There's a low probability of such a move in the near term. On Wednesday, a member of the Bank of Japan's board, Takata, stated, "I believe the BoJ must patiently maintain easy policy given very high uncertainty on outlook," Currently, Japan has an ultra-loose monetary policy and the strongest macroeconomic performance in the Western world. Japan's Consumer Price Index is rising and exceeds the target (currently at 3.4% on an annual basis), but it will likely maintain its ultra-easy monetary policy, as it will take more than 12 months to combat structural deflation.
The net short JPY position increased by 0.2 billion over the reporting week, with the speculative bearish imbalance at -8.4 billion. Thus, positioning in the yen remains firmly bearish. The price is above the long-term average, but it lost the momentum, increasing the likelihood of a correction.

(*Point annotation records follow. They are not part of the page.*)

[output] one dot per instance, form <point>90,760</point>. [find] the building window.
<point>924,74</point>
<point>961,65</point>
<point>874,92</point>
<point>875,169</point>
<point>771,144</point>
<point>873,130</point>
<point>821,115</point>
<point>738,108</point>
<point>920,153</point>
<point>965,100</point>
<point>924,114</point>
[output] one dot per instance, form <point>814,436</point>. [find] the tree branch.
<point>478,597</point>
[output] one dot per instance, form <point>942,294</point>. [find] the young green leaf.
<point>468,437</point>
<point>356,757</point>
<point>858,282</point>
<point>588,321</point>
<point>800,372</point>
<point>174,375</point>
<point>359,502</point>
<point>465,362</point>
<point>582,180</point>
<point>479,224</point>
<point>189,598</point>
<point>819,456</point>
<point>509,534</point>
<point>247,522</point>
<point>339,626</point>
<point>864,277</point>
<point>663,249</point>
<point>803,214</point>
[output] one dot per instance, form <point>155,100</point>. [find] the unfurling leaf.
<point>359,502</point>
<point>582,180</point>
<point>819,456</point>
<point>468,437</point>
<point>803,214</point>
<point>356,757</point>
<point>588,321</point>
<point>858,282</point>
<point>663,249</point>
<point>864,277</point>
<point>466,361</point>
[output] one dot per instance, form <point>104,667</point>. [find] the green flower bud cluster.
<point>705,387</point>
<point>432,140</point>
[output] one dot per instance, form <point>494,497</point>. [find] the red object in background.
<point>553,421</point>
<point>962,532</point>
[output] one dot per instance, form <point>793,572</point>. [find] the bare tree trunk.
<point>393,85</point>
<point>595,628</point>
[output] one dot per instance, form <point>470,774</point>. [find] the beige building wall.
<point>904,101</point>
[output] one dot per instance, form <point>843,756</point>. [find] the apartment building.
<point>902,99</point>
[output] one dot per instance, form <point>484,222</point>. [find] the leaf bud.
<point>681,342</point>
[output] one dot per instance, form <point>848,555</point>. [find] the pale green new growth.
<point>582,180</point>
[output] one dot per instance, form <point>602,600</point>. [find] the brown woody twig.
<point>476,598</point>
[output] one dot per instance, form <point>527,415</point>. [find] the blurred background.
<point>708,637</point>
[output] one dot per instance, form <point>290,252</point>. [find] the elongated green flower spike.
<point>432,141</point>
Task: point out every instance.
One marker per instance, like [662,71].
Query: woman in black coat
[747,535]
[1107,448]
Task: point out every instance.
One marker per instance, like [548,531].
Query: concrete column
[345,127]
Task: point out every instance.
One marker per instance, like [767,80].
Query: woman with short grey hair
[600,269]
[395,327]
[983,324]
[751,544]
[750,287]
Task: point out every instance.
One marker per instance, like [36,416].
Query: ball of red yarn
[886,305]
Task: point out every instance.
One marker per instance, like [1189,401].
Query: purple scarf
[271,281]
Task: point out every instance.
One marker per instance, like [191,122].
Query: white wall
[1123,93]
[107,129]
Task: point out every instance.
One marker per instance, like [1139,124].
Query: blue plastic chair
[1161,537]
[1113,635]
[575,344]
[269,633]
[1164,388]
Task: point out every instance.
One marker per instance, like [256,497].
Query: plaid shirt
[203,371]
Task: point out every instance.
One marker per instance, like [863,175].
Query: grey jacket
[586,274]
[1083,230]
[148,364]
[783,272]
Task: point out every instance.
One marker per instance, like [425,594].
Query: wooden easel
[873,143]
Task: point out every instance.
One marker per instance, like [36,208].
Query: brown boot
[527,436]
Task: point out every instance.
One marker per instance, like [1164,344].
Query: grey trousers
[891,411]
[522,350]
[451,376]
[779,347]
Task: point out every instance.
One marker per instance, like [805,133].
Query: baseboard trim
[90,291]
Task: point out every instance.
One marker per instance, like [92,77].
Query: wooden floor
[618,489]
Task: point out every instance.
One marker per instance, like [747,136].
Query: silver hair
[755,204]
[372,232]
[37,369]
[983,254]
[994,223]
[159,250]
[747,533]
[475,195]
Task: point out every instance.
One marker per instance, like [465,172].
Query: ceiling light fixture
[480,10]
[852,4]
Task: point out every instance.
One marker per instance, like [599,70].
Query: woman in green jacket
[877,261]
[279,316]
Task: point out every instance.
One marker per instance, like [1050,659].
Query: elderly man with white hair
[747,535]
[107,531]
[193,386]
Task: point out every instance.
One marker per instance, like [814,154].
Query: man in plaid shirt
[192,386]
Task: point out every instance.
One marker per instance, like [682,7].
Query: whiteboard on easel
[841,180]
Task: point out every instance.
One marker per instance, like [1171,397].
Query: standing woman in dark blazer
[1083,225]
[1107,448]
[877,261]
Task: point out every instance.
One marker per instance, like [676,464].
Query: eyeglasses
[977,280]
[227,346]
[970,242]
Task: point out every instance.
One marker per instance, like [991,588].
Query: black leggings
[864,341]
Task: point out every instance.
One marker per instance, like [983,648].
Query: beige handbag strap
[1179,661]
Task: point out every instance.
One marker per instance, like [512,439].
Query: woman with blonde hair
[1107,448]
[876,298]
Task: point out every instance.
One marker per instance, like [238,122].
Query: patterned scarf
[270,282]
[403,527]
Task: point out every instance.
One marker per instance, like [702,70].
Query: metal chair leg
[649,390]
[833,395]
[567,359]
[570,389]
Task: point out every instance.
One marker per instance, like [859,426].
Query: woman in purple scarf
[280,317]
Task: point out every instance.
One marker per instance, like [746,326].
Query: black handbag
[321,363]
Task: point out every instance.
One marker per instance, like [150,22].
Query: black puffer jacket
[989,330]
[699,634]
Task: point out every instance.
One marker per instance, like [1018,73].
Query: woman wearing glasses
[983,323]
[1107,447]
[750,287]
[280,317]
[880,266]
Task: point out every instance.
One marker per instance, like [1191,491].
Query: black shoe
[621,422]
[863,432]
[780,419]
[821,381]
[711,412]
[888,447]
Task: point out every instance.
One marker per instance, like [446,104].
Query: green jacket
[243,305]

The yen has reached the upper band of the bullish channel, and is currently facing an uptrend, and there is no reason to doubt it. At the same time, the price has lost momentum, and in light of the verbal intervention from Japanese authorities, there's a high likelihood of a correction. If the uptrend resumes, the target will be the multi-year high of 151.96, but the closer it gets, the higher the probability of not just verbal but actual currency intervention. It's more likely that Japanese authorities won't allow a rapid yen depreciation, and in the event of intervention, a retreat to the broad support zone of 144/145 is not out of the question.